Investors are curious to see if the next administration will further open up the economy to attract more foreign capital, especially in infrastructure, DBS Bank Ltd. said Wednesday.
“Whoever wins the presidential election in May will have plenty to prove. One to watch closely is what the next government will do to step up investment growth,” Southeast Asia’s largest bank said in a research note.
DBS noted that revenue collections had been growing at a “strong” average annual rate of 12 percent during the first five years of the Aquino administration, such that there was room for an “infrastructure overhaul” via the centerpiece public-private partnership or PPP program.
“Total investment growth contributed about a third of the economic growth seen during Aquino’s term. And investment is the key that could sustain robust consumption growth and potentially bring overall GDP [gross domestic product] growth to 7-8 percent trend,” DBS said.
The economy grew a dismal 5.8 percent last year, while economic managers had slightly cut to 6.8-7.8 percent the GDP expansion target for this year as government expenditures on public goods and services have remained below program despite loads of cash just waiting to be spent.
According to DBS, “it is also important to watch if the next government supports the easing of foreign ownership limits.”
President Aquino was firm that the 1987 Constitution—put in place by his mother, former President Corazon—will never be amended during his watch, even as business groups had been seeking further liberalization of its economic provisions.
DBS noted that foreign direct investment (FDI) “continues to be dwarfed by foreign worker remittances, growth of which has been sustained every year in the past decade.”
The latest Bangko Sentral ng Pilipinas (BSP) data showed that as of end-November last year, total FDI declined 3.4 percent year-on-year to $5.452 billion.
The BSP had set targets of $6 billion and $6.3 billion in FDI for last year and this year, respectively. The end-2015 FDI data will be released today.

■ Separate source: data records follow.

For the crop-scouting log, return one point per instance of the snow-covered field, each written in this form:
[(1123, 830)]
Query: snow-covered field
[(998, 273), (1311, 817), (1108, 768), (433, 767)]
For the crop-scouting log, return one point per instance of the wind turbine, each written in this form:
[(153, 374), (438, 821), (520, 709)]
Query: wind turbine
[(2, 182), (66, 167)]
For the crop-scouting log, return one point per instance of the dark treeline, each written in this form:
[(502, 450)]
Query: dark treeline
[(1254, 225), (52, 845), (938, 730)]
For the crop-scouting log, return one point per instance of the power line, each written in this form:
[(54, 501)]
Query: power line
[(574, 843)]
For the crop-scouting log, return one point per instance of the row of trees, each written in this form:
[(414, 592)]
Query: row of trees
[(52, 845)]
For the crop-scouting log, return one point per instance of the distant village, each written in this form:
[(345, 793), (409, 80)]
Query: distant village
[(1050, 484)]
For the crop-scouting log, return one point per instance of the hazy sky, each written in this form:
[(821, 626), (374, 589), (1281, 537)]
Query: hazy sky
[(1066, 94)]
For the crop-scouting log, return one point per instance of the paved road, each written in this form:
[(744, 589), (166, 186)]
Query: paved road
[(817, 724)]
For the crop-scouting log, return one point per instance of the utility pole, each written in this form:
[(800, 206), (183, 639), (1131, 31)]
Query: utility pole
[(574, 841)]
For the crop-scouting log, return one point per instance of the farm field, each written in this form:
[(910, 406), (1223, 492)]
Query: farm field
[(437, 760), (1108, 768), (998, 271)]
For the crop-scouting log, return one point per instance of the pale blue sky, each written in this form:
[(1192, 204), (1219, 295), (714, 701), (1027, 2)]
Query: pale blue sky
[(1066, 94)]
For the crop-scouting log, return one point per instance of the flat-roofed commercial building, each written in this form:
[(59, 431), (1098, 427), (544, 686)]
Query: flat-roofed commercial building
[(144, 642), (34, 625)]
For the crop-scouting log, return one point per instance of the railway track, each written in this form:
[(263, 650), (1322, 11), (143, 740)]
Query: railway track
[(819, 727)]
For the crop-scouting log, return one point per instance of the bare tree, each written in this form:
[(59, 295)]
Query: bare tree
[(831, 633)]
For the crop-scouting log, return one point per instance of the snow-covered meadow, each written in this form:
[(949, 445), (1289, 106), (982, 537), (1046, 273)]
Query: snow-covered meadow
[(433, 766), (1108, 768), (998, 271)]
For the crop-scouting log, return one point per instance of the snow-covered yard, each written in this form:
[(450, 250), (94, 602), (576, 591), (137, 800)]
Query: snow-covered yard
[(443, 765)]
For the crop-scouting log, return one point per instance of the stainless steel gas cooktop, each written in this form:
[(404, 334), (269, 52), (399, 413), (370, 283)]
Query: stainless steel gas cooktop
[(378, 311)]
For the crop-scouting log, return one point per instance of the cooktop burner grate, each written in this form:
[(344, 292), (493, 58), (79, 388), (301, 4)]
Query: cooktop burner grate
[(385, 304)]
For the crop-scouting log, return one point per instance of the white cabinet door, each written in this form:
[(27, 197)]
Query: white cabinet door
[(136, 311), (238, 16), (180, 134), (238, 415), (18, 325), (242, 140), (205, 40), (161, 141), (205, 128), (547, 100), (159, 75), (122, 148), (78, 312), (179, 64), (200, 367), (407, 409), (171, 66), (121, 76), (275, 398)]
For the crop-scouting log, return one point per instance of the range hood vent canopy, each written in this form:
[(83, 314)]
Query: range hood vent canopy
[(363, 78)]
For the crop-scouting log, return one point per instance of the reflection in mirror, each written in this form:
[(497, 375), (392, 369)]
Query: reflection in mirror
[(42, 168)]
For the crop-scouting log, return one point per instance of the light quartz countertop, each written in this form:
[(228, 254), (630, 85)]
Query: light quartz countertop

Cash sent home by Filipinos abroad, meanwhile, hit a record $2.47 billion last December—the biggest monthly amount to date—to bring the 2015 total to $25.767 billion, also the highest annual figure.
End-2015 cash remittances grew 4.6 percent year-on-year, exceeding the 4-percent growth target.
For 2016, the increase in remittances was projected at a similar 4 percent.
But while “strong remittance flows are definitely a positive for the macro risk profile,” DBS cautioned that such also “triggers questions about the dynamism of the local economy, especially since foreign worker remittances make up almost 10 percent of the economy.”